News of the sale to a partnership led by Brookfield Infrastructure on Wednesday followed word last week that Enbridge's biggest growth project, the $9-billion Line 3 replacement pipeline, cleared its last major regulatory hurdle in Minnesota and is expected to be in service by late 2019.

With $7.5 billion in asset sales announced this year, the company has more than doubled its target set in November to raise $3 billion in 2018, chief executive Al Monaco said.

"When combined with asset monetizations announced in May, the sale ... significantly advances our strategic priority of moving to a pure play regulated pipeline and utility business model," he said in a news release.

The deal Wednesday includes Enbridge assets in the Montney, Peace River Arch, Horn River and Liard basins in northwestern B.C. and northeastern Alberta.

"This investment represents an exciting opportunity to invest in scale in one of North America's leading gas gathering and processing businesses," Brookfield Infrastructure CEO Sam Pollock said in a statement.

"The business is strategically positioned for the continued development of the prolific Montney Basin."

The assets include 19 natural gas processing plants and liquids handling facilities, with a total operating capacity of 3.3 billion cubic feet per day, and 3,550 kilometres of natural gas gathering pipelines.

Analyst Matthew Taylor of Tudor Pickering Holt & Co. said Enbridge is getting a good price for the package, adding the assets are well-placed to benefit from expansion if the long-awaited West Coast liquefied natural gas export industry takes off.

"These assets do have some upside to LNG that maybe right now aren't being utilized," he said.

He said the gas plants are running at high rates but their returns are "commodity exposed" because they don't have take-or-pay contracts with clients.
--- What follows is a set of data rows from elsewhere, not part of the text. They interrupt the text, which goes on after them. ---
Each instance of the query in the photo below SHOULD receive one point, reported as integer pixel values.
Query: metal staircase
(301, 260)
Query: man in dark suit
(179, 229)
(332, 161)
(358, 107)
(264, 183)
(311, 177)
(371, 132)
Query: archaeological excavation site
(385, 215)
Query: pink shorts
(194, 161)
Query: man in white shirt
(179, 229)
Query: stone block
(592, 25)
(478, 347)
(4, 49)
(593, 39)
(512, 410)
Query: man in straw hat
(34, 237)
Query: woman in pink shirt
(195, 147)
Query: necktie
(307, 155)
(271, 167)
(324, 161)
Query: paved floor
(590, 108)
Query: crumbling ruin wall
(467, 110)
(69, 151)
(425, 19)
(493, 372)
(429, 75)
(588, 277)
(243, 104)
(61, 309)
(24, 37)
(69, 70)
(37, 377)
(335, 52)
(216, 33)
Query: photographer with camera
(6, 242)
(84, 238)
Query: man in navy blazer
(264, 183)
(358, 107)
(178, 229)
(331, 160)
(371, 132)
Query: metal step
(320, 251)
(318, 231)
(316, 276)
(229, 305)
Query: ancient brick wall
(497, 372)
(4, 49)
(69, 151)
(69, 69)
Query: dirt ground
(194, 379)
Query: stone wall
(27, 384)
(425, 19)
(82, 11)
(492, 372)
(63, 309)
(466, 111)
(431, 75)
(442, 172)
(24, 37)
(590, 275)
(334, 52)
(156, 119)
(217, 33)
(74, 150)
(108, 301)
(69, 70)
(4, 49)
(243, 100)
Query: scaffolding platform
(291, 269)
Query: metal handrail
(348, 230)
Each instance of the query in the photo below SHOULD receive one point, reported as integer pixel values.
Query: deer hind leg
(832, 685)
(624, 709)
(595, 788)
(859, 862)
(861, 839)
In other words, returns can vary in the future and the assets therefore don't fit Enbridge's preference for predictable returns.

In May, Enbridge sold a 49 per cent stake in most of its wind and solar power assets for $1.75 billion to the Canada Pension Plan Investment Board and agreed to sell its U.S.-based Midcoast Operating LP for $1.44 billion to an affiliate of private equity firm ArcLight Capital Partners LLC.
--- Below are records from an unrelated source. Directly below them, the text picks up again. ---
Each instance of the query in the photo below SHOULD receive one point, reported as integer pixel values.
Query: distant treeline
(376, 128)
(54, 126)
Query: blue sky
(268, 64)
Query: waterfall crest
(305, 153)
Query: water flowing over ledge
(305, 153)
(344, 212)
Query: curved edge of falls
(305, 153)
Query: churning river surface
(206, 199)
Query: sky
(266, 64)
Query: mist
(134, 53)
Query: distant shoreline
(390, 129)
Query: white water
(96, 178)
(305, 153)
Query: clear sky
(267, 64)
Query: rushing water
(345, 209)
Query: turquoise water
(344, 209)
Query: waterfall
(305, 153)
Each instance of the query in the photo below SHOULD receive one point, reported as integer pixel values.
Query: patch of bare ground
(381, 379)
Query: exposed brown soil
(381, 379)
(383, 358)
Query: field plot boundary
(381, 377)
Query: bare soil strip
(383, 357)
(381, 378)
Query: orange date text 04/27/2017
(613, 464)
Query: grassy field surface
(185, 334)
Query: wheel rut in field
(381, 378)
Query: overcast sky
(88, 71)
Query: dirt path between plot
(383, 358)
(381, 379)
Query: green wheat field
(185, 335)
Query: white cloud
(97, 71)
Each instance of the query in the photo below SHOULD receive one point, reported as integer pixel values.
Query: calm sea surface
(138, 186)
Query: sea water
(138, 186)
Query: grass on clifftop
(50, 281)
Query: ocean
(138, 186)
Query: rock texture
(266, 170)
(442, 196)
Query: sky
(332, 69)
Enbridge has said it will continue to hold its long-haul regulated natural gas transmission assets.

That includes the Westcoast transmission system in British Columbia that it acquired through its takeover of Houston-based Spectra Energy Corp. last year, and the Alliance pipeline that carries natural gas from Western Canada to the Chicago market.

The deal Wednesday is expected to close in two phases, with the sale of facilities subject to provincial regulation to close this year and the sale of those under federal rules anticipated to close in mid-2019.

Brookfield Infrastructure's current energy businesses include natural gas transmission and pipelines in the U.S., gas and propane distribution operations in Australia, gas storage in Alberta and the U.S., and district heating and cooling systems in all three countries.